Reaching Agreement in the Presence of Faults (1980) [pdf] - TriinT
http://research.microsoft.com/en-us/um/people/lamport/pubs/reaching.pdf

======
HenryR
Although this paper didn't know it at the time, this was one of the first
statements of what would eventually be called the Byzantine Generals Problem
(there is a paper of that name by the same authors which has similar content,
just expanded on a bit).

I like Lamport's opinion of his own contribution:

"My other contribution to this paper was getting it written. Writing is hard
work, and without the threat of perishing, researchers outside academia
generally do less publishing than their colleagues at universities.

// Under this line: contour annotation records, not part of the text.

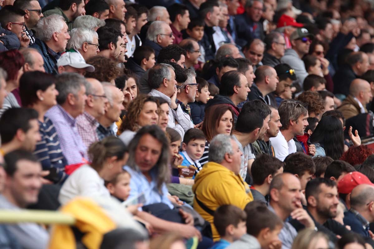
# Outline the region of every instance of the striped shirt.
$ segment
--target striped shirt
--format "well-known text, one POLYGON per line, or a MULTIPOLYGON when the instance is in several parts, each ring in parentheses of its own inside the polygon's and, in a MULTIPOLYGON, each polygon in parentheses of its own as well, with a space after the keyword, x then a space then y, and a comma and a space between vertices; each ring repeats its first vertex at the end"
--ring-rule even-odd
POLYGON ((170 104, 171 103, 171 99, 168 96, 165 95, 156 89, 152 89, 148 94, 150 96, 158 97, 163 99, 167 101, 169 103, 169 122, 168 122, 168 127, 174 129, 181 135, 182 140, 184 136, 184 133, 193 128, 193 123, 191 120, 191 117, 188 113, 185 113, 182 110, 181 106, 177 104, 178 107, 175 111, 170 108, 170 104), (178 124, 175 124, 175 120, 178 121, 178 124))
POLYGON ((88 160, 87 147, 82 141, 76 125, 76 119, 59 105, 47 111, 46 116, 53 122, 60 139, 62 154, 68 164, 85 162, 88 160))
POLYGON ((43 170, 49 170, 55 168, 57 169, 57 177, 53 179, 55 183, 60 183, 67 175, 65 172, 66 159, 62 155, 58 136, 53 123, 45 117, 44 122, 39 122, 39 132, 42 140, 36 144, 34 155, 37 157, 42 164, 43 170))
POLYGON ((86 147, 88 148, 91 144, 99 140, 96 133, 99 122, 87 112, 77 117, 76 120, 78 132, 86 147))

I wrote an
initial draft, which displeased Shostak so much that he completely rewrote it
to produce the final version."

This is one of two great fundamental results in consensus protocols; the other
being the later FLP result which shows the impossibility of consensus with
failures in an asynchronous network. Byzantine fault tolerance was a hot topic
in systems for the last roughly ten years thanks to Turing Award winner
Barbara Liskov's work with Miguel Castro on Practical BFT that sparked a bit
of a resurgence; the two most notable other papers IMHO in the field since
that are 'Separating Agreement From Execution' paper from UT Austin and the
SOSP '07 paper on Zyzzyva. Both of these take apart the 3f+1 bound and show
exactly how many processors you need for various parts of the protocol.